For the second question, consider the following 2 processes:

• Process 1: (Polya's urn) Start with an urn with 1 white and 1 black ball. Repeatedly draw a ball from the urn and return it to the urn, together with another ball of the same color.
• Process 2: Let $U$ be a random variable which is uniformly distributed in $[0,1]$, and start by picking a random probability $p\sim U$. Then repeatedly flip a coin whose probability of heads is $p$, and at each flip, draw a white ball if the coin is heads, and a black ball if it is tails.

After any given sequence $T$ of balls has been drawn, we can compute the probability, $p_T$, of drawing another white ball. In Polya's urn, this probability obviously depends only on the number of white and black balls in $T$; if there are $k$ white and $n-k$ black balls in $T$, then the urn will now contain $k+1$ white and $n-k+1$ black balls, so $$p_T=\frac{k+1}{n+2}.$$ In Process 2, we can again use Bayes' Theorem. Letting $W$ be the event that the next ball drawn is white, $$ p_T={\Bbb P}(W|T)=\frac{{\Bbb P}(W\ \hbox{and}\ T)}{{\Bbb P}(T)}= \frac{{\Bbb E}({\Bbb P}(W\ \hbox{and}\ T|U))}{{\Bbb E}({\Bbb P}(T|U))}.\qquad(4)$$ However, given that $U=p$, the probability that we draw $T$ is just $p^k (1-p)^{n-k}$, and the probability that we draw $T$ followed by another white ball is $p^{k+1} (1-p)^{n-k}$. Substituting this into (4), $$ p_T={\Bbb P}(W|T)=\frac{ \int_{0\le p\le 1} p^{k+1} (1-p)^{n-k} \, dp } { \int_{0\le p\le 1} p^k (1-p)^{n-k} \, dp }=\frac{k+1}{n+2}. $$ This is another form of Laplace's rule of succession: given an event with unknown probability $p$, if we assume a uniform prior and $k$ successes out of $n$ independent trials, then the mean posterior value of $p$ is $\frac{k+1}{n+2}$.

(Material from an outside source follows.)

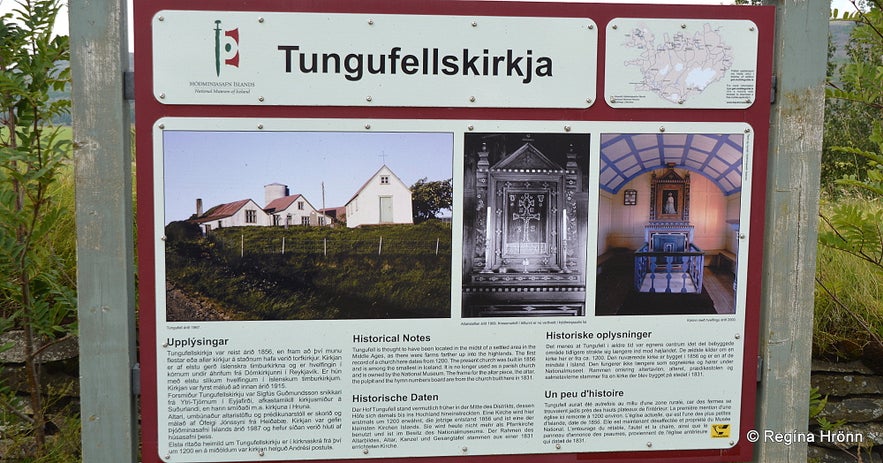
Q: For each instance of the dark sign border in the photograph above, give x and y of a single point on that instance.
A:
(149, 110)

Notice that both processes gave the same value of $p_T$, so these two processes give statistically indistinguishable sequences of balls, in the sense that they give the same sequences of observations with the same probability. But in Process 2, by the SLLN, the proportion of white balls drawn approaches $p$ a.s., and $p\sim U$. Therefore, the same is true for Process 1: In Polya's urn, the proportion of white balls drawn approaches a limit a.s., and this limit is uniformly distributed on $[0,1]$.